Against the Gods – 1230 Bahasa Indonesia

Font Size :
Table of Content
Advertise Now!

Bab 1230 – Kemenangan sulit

 

 

“Uughhhhhhhhh …”

“Sssaaaahhhhhhhhhhh !!”

Tak satu pun dari teriakan mereka terdengar manusia lagi. Mereka seperti binatang tak berotak yang mencoba merobek pihak lain.

Pada titik ini, baik Yun Che dan Luo Changsheng hampir jatuh pingsan. Namun, satu jejak keyakinan terakhir membuat mereka berdua pergi, mendesak mereka berdua untuk mengunci posisi masing-masing dan memukul dengan semua kekuatan dan kemauan yang tersisa.

Sebuah bagian besar dari Conferred God Stage diberi warna merah yang mengkhawatirkan. Para pejuang bahkan kehabisan darah untuk berdarah.

Sebelumnya, pertempuran mereka keras dan menakutkan, tetapi sekarang mereka begitu lemah sehingga mereka tampak seperti orang yang sekarat dengan satu kaki di kuburan. Cukup sulit membayangkan bahwa tubuh yang lemah seperti itu bisa bangkit kembali dengan kekuatan mereka sendiri, apalagi melawan satu sama lain … Setiap kali kepalan tangan dilempar keluar, salah satu dari mereka akan terhuyung-huyung dengan goyah di kaki mereka.
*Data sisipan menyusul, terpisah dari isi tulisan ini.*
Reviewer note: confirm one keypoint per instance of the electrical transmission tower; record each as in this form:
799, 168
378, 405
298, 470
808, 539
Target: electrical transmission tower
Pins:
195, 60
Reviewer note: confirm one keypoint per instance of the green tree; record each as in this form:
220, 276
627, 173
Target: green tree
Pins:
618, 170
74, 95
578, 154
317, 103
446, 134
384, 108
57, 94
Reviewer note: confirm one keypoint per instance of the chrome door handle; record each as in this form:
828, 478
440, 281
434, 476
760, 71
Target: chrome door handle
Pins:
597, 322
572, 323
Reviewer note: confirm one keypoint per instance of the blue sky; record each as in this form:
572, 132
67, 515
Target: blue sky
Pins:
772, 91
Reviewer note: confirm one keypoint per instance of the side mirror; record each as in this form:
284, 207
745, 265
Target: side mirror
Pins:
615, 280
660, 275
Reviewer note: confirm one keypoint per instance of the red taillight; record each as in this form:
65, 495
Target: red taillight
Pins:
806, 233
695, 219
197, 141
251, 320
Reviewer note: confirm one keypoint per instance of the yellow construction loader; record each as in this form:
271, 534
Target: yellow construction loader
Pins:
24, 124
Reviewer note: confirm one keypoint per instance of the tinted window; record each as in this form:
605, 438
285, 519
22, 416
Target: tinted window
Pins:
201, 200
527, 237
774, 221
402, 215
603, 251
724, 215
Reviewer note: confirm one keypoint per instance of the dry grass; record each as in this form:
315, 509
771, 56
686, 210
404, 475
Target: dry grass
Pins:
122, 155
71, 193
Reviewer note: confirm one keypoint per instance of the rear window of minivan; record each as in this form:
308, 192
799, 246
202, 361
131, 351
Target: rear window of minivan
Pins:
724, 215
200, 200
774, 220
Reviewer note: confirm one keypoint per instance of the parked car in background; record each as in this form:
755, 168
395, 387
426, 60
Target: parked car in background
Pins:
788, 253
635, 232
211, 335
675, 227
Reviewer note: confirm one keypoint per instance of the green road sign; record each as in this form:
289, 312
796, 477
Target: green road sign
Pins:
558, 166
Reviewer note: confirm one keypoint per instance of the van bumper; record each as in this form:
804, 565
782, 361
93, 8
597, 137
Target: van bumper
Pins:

Tapi keduanya menolak untuk jatuh saat mereka saling memukul lagi dan lagi …

Setiap kali, orang banyak yakin bahwa salah satu dari mereka akan jatuh, tetapi mereka akan menerkam yang lain dan menentang harapan lagi.

Bang! Bang! Bang …

Perjalanan waktu sangat lambat. Dunia menjadi setenang dunia hantu. Satu-satunya suara yang bisa didengar adalah geraman dua roh jahat yang sedang sekarat, berusaha sekuat tenaga untuk saling menghancurkan.

“Mereka akan mati … mereka pasti akan mati jika mereka terus begini …”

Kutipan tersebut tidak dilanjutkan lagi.